Hence, the theaters that have 3D are still running “Avatar” and “Alice in Wonderland,” both acclaimed by adults (director Tim Burton has an show of his lovely preliminary drawings at New York’s MOMA), which means there is no where to show “How to Train Your Dragon,” now in theaters, without kicking out good earners.
The 3D boys were crying “wolf” at the first 3D Entertainment Summit, held at the LA Universal Hilton last September. Back then, however, it was regarded as only a gravy maker, due to the added ticket prices for summer blockbusters. Now 3D is 24/7/365, the great savior of cinema, whose imminent demise, in the face of video on the big or small screen has long been reported (although a 3D TV has already come out from Samsung).

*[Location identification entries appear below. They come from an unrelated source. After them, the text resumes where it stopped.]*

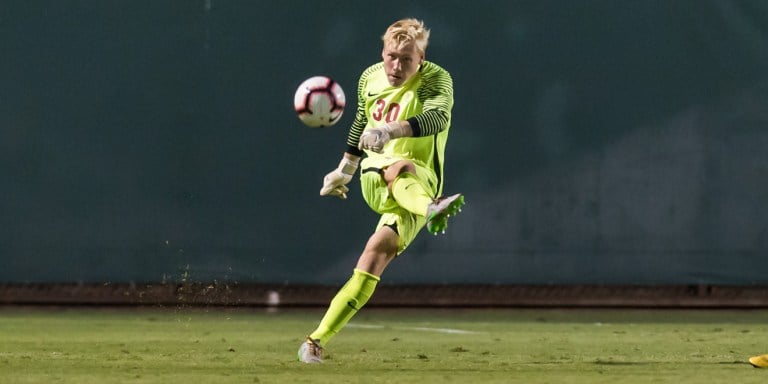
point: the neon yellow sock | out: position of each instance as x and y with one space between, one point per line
410 194
350 298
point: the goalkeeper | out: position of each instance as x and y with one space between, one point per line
397 142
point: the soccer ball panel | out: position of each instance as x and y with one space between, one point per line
319 101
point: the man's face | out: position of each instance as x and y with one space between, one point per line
401 64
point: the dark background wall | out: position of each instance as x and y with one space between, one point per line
598 142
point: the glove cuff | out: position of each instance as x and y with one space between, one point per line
347 166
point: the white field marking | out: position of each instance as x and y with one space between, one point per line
423 329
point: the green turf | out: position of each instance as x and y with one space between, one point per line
43 345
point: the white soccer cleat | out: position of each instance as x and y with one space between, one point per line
310 351
440 210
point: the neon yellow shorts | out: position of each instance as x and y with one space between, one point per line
377 195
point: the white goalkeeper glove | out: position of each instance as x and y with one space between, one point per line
374 139
335 182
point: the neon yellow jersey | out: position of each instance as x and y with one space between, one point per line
425 100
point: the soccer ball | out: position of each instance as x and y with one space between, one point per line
319 101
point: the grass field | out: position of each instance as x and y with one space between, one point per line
229 345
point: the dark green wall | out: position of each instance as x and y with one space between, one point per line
601 142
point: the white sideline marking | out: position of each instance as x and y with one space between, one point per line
424 329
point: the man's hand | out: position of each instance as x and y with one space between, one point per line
335 182
374 139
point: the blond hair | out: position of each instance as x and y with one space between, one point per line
406 31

Wags were warning of the end of theatrical films within 3-4 years in the mid-1980s, but like all end-of-the-world predictions, that couple of years is always a few more years away. Indeed, theatrical film’s best year in history was 2009, with 10.6 billion in sales, albeit with “Avatar” taking 10%. 2010 should be even better, since 3D movies quadrouple attendance, according to Carmike Cinema spokesperson, Richard Hare (“Variety,” 3/11/10): “On ‘Monsters vs. Aliens’ and ‘Up,’ we actually had nine times.”
Summer is traditionally 3D time, and the studios are gearing up: DreamWorks’ “Shrek Forever After,” May 21; Disney’s third “Toy Story,” June 18; “Prince of Persia: The Sands of Time;” and shortly thereafter, Universal “Despicable Me,” and not to mention all the retooled 2D films.
Unfortunately, the tech is still lagging and 3D “looks dark,” a problem only offset by the double projection system, like the one being installed at Oakland’s Grand Lake Theater by savvy owner Allen Michaan. A lefty who likes to grace his classical marquee with statement protesting the war, he wisely stays on top of the trades, trends and tech.